Multiple gastrointestinal metastases in de novo invasive ductal carcinoma of the breast: A case report and literature review

Abstract

Gastrointestinal tract (GIT) metastases occur in only 0.6% of metastatic breast cancer cases, with invasive lobular carcinoma being the predominant histological subtype. Synchronous GIT metastases at the time of invasive ductal carcinoma (IDC) diagnosis are exceptionally uncommon. We report a case of de novo IDC presenting with synchronous, multifocal metastases in the stomach and colon. The diagnosis was prompted by significantly elevated tumor markers and confirmed via endoscopic examination and biopsy. This case underscores the rarity of GIT metastases, particularly in IDC, and highlights the critical need for a high index of suspicion in the face of markedly elevated tumor markers, even without gastrointestinal symptoms. While contrast-enhanced computed tomography has limited sensitivity for detecting small GIT lesions, endoscopic biopsy with immunohistochemical analysis remains the gold standard for diagnosis. Accompanying this report is a systematic literature review on breast cancer metastases to the GIT.

Keywords

breast neoplasms invasive ductal carcinoma gastrointestinal metastases from breast cancer synchronous metastases

Introduction

Breast cancer remains the most prevalent malignancy among women worldwide,¹ with distant metastases (particularly to bone, lung, liver, and brain) representing the primary cause of mortality. In contrast, gastrointestinal tract (GIT) metastasis of breast cancer is clinically uncommon,² occurring predominantly in invasive lobular carcinoma (ILC). These metastases typically manifest as isolated gastrointestinal involvement years after the initial breast cancer diagnosis and treatment.^2,3 Here we present a rare case of de novo invasive ductal carcinoma (IDC) with synchronous, multifocal gastric and colonic metastases. Through a comprehensive review of current literature, we systematically analyze the epidemiological characteristics, diagnostic approaches, therapeutic strategies, and prognostic factors associated with breast cancer GIT metastases. Our objective is to enhance clinicians’ understanding of this distinctive metastatic pattern.

Case report

A 45-year-old female was admitted to our gynecology department with the chief complaints of “menorrhagia and anemia.” Her past medical history was unremarkable. Her obstetric history was recorded as 1-0-3-1 (one full-term delivery, no preterm births, three spontaneous abortions, and one living child). She had undergone one cesarean section. Her last menstrual period was 7 April 2025. Family history was significant for paternal gastric cancer and maternal lung cancer.

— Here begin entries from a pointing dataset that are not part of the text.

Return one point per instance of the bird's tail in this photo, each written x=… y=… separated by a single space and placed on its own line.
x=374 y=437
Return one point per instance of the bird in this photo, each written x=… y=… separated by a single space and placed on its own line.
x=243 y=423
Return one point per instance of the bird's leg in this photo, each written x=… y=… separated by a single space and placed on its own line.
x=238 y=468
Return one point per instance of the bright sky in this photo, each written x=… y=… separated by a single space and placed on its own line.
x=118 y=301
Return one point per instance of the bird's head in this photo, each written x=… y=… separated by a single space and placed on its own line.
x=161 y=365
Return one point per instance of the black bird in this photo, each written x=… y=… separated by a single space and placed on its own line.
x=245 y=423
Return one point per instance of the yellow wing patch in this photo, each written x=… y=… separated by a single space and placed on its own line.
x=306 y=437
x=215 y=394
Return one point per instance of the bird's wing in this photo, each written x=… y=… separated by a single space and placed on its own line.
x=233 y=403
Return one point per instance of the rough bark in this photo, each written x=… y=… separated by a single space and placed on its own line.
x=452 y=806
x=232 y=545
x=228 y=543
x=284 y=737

Initial evaluation revealed a white blood cell count of 8.2 × 10⁹/L, red blood cell count of 2.77 × 10¹²/L, hemoglobin of 65 g/L, and platelet count of 80 × 10⁹/L. Serum tumor markers showed elevated levels of Alpha-Fetoprotein (AFP) (2.59 ng/mL), Carcinoembryonic Antigen (CEA) (207 ng/mL), CA-125 (267 U/mL), CA-153 (2434 U/mL), and CA-199 (505.2 U/mL). Gynecological ultrasound demonstrated a scarred, enlarged uterus with thickened heterogeneous endometrium, uterine fibroids, and bilateral small ovarian cysts. Breast ultrasound identified an irregular mass measuring 6.0 × 5.0 cm with microcalcifications (BI-RADS 4c) in the left breast, accompanied by left axillary lymphadenopathy. Unenhanced computed tomography (CT) revealed multiple pulmonary micronodules, left axillary lymphadenopathy, and diffuse osteolytic lesions. Brain magnetic resonance imaging ruled out intracranial metastasis. Contrast-enhanced abdominal CT showed no definite gastrointestinal mass.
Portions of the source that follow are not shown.